System Calls and Threads

Outline

System Calls

Case study: Unix/xv6 shell (simplified)

Threads

Figure on process address space: code, static data, stack, heap. On fork, the whole address space gets replicated. On thread create, the created thread has a different program counter, registers, and stack (through stack pointer). Everything else is shared between threads.

Kernel-level threads are just processes minus separate address spaces. Discuss the kernel scheduler which is invoked at every timer interrupt. Each thread is an independent entity for the kernel.

Write the cswitch function for processes and threads. Notice that switching among threads requires no privileged operations. Switching the stack can be done by switching the sp register. A cswitch needs to be fast (typically a few 100 microseconds).

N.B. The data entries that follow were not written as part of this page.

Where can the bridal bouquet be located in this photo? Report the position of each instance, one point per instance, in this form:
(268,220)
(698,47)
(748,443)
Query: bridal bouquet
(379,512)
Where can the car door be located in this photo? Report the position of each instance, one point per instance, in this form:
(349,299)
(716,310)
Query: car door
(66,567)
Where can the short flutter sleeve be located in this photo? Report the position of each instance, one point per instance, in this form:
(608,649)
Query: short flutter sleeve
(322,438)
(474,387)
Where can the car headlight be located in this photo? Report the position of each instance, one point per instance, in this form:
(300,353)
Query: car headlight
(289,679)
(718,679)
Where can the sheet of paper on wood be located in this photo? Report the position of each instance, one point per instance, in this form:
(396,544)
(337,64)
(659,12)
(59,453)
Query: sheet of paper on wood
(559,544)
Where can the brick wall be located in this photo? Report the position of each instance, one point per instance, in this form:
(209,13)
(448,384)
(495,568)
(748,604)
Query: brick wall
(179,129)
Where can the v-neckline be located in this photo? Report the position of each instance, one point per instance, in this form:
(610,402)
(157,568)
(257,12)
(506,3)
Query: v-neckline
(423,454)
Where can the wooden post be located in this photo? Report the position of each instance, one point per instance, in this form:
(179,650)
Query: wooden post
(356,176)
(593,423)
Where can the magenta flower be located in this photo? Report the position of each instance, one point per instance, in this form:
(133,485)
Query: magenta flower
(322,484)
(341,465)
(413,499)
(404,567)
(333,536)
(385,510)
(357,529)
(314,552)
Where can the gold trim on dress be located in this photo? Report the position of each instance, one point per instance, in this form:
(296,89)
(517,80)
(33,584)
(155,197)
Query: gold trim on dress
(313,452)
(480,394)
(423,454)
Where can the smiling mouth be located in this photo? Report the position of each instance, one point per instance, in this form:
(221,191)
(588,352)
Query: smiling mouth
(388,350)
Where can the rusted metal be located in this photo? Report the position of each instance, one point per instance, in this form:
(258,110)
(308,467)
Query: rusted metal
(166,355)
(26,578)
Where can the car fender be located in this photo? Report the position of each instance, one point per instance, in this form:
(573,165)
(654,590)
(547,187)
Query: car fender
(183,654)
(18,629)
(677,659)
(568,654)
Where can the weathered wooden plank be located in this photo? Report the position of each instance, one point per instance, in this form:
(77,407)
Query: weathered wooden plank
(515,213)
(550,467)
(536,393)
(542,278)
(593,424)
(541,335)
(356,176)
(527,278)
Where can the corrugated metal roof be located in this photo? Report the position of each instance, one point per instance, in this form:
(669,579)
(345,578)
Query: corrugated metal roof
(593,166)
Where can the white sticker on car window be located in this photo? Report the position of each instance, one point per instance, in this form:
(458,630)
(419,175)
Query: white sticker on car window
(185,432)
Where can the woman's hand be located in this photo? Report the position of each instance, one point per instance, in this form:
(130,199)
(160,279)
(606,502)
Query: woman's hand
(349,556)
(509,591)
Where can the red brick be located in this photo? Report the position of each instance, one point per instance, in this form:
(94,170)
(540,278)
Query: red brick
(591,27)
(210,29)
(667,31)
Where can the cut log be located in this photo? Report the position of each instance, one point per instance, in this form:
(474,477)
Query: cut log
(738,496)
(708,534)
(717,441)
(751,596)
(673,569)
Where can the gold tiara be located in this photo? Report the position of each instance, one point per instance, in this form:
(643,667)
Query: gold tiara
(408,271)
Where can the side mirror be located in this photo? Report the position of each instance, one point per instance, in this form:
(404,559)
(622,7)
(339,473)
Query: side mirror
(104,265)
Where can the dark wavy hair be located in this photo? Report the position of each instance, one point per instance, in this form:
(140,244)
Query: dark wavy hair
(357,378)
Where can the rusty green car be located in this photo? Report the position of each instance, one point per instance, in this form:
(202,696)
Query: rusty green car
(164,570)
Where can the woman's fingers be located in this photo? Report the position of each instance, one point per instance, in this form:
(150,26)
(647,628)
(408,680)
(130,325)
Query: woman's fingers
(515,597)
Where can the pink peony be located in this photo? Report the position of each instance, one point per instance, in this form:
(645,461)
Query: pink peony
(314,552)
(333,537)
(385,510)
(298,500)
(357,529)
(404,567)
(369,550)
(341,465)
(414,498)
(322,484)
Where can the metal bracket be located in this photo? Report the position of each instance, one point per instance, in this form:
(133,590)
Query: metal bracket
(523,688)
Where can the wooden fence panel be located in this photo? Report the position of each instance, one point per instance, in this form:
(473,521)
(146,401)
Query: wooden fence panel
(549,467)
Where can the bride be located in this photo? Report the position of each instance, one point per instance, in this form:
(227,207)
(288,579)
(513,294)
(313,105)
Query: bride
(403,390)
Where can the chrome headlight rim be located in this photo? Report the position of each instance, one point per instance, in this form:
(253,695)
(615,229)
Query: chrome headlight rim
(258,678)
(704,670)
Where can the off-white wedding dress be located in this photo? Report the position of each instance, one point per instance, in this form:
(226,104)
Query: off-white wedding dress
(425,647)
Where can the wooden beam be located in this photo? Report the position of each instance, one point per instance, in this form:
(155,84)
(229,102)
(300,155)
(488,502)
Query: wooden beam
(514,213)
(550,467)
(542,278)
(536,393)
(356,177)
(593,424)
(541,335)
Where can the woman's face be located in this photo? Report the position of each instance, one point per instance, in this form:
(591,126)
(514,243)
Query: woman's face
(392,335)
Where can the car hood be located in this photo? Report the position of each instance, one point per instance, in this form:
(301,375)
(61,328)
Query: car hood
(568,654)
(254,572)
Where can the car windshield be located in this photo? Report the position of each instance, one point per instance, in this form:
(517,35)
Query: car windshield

Advantages of threads over processes

User-level threads can be implemented inside a process by writing scheduler() and cswitch() functions. The scheduler can be called periodically using SIGALRM signal.

Pros of user-level threads:

Cons of user-level threads:

Threading models (slide)

Thread pools (slide)

Concurrency and Synchronization

But if multiple threads share a memory location, good-looking sequential programs can start failing. e.g., shared static variable: hits shared code: hits = hits + 1 Assume the shared code gets compiled into the following assembly code
  ld   [hits], R
	add  R, R, 1
  st   R, [hits]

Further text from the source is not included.